Friday, May 16, 2014

Fact-Checking the Torah -- Exodus 21:37, 22:3

Your assignments for today were Exodus 21:37 and 22:3.  This will help finish off the discussion of bonding and get us to the next set of urban legends.
Exodus 21:37:  When a man steals an ox or sheep and butchers it or sells it, he shall pay five cattle for the ox and four sheep for the sheep.
Exodus 22:3: If the stolen item is actually found in his hand, ox or ass or sheep, and it’s alive, he pays double.
These verses go with the one I already discussed about the thief in the night that the homeowner is allowed to kill, but only if the thief doesn’t drop the stuff and run. 
They prove that property theft is NOT a capital crime in Judaism.  This is one reason why Exodus 20:13 and Deuteronomy 5:17 are interpreted to mean kidnapping for sale as a slave, not property theft. 
An ox could be worth as much as a maneh or 100 zuz or the value of 50 goats or sheep.  A zuz is a silver dinar.  Why was a dead animal so much more expensive than a live one?
Think of the economy of those times.  An ox was not a milk animal, a goat was a milk animal.  An ox was a draft animal.  It could plow, thresh, run a grain mill, or haul heavy loads.  A sheep was a clothing animal.  If you got the live animal back, the thief only made double restitution for depriving you of the work or the milk or the fleece.  If he killed the animal, the owner had to replace it to carry on his livelihood.
Fifty goats in the 21st century can produce something like 500 pounds of cheese a day, and a pound of feta goes for $9.  Likewise, 50 sheep produce enough wool for 8 three-piece men’s suits, which nowadays go for about $1200 on the Brooks Brothers site.  If goats and sheep were half as productive in the Mishnaic period, still, a mixed herd of 25 goats and 25 sheep basically provided a family’s clothing and protein for the year.  The ox helped produce the grain and pulse and vegetables and get saleable goods to market so the family had some spending money.
Why should a law-abiding family be deprived of necessary household goods or farming tools any longer than necessary?  So the thief had to pay the whole restitution at once.  I already discussed how battery can create poverty, and poverty makes paying debts difficult if not impossible.  The court that convicted a man of being a thief was allowed to bond him out.  It paid off his creditors and ensured that his family would have maintenance as long as the bond lasted.
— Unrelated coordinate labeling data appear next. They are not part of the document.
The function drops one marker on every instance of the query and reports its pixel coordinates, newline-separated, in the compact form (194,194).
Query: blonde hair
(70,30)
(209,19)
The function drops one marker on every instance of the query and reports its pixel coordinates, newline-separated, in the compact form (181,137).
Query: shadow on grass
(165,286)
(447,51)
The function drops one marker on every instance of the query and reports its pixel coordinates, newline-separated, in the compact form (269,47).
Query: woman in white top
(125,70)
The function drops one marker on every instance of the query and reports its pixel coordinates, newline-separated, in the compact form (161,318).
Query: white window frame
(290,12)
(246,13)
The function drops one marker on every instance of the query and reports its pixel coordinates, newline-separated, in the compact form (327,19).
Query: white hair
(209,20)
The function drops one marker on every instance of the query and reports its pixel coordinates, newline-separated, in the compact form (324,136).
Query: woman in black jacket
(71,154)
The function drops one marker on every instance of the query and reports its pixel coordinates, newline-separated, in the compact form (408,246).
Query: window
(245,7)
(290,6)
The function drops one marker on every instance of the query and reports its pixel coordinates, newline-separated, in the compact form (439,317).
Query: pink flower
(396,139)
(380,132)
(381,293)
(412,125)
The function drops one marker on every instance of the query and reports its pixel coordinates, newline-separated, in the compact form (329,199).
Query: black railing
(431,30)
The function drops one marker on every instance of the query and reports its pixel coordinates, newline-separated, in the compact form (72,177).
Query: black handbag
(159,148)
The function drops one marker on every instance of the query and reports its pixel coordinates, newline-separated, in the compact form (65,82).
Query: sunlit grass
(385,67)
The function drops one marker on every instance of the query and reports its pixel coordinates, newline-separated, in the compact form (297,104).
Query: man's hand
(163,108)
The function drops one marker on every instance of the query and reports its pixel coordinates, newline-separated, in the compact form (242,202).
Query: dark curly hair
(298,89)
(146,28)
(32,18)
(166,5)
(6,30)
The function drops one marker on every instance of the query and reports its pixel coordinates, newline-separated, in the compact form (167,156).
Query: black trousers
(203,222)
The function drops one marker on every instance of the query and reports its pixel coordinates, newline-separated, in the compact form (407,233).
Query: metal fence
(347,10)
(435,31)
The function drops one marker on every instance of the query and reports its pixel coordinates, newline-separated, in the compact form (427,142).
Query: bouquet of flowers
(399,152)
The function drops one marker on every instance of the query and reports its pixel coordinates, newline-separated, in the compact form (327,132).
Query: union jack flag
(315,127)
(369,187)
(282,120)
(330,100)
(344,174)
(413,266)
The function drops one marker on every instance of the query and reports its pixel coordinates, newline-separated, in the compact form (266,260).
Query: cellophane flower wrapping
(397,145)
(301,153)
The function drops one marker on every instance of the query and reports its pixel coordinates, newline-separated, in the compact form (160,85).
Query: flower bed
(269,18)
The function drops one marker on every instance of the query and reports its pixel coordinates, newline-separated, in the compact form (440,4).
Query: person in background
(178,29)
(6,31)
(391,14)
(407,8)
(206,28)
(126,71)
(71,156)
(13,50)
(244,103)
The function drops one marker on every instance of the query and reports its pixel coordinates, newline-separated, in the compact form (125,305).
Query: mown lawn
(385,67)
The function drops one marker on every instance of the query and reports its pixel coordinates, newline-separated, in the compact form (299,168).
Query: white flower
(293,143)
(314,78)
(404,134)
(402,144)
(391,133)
And now, in under 30 weeks, we have come full circle in the discussion of battery.  It was wrong because it deprived a family of the injured person’s wages plus it required doctor’s bills; it might also reduce their income.  The impoverishment could lead to theft, and the thief might have to be bonded to pay restitution.  The battery might also reduce the value of the thief’s bond.  Something a skilled laborer could pay off in three years, might take the entire six years if he had been injured to the point where he could no longer practice his skills.
But battery was a worse problem because it was the opening stage of a murder case, which could deprive a family permanently of part of its income, or rather two families because if murder was proven, the murderer could be put to death.
With this discussion of property theft and bonding, we have moved out of criminal law into civil law, which consists of contracts and torts.  Next, I’ll finish off financial torts because that’s another part of Jewish law where urban legends abound.  Your assignment is to read Exodus 22:24, Leviticus 25:36-37 and Deuteronomy 23:20.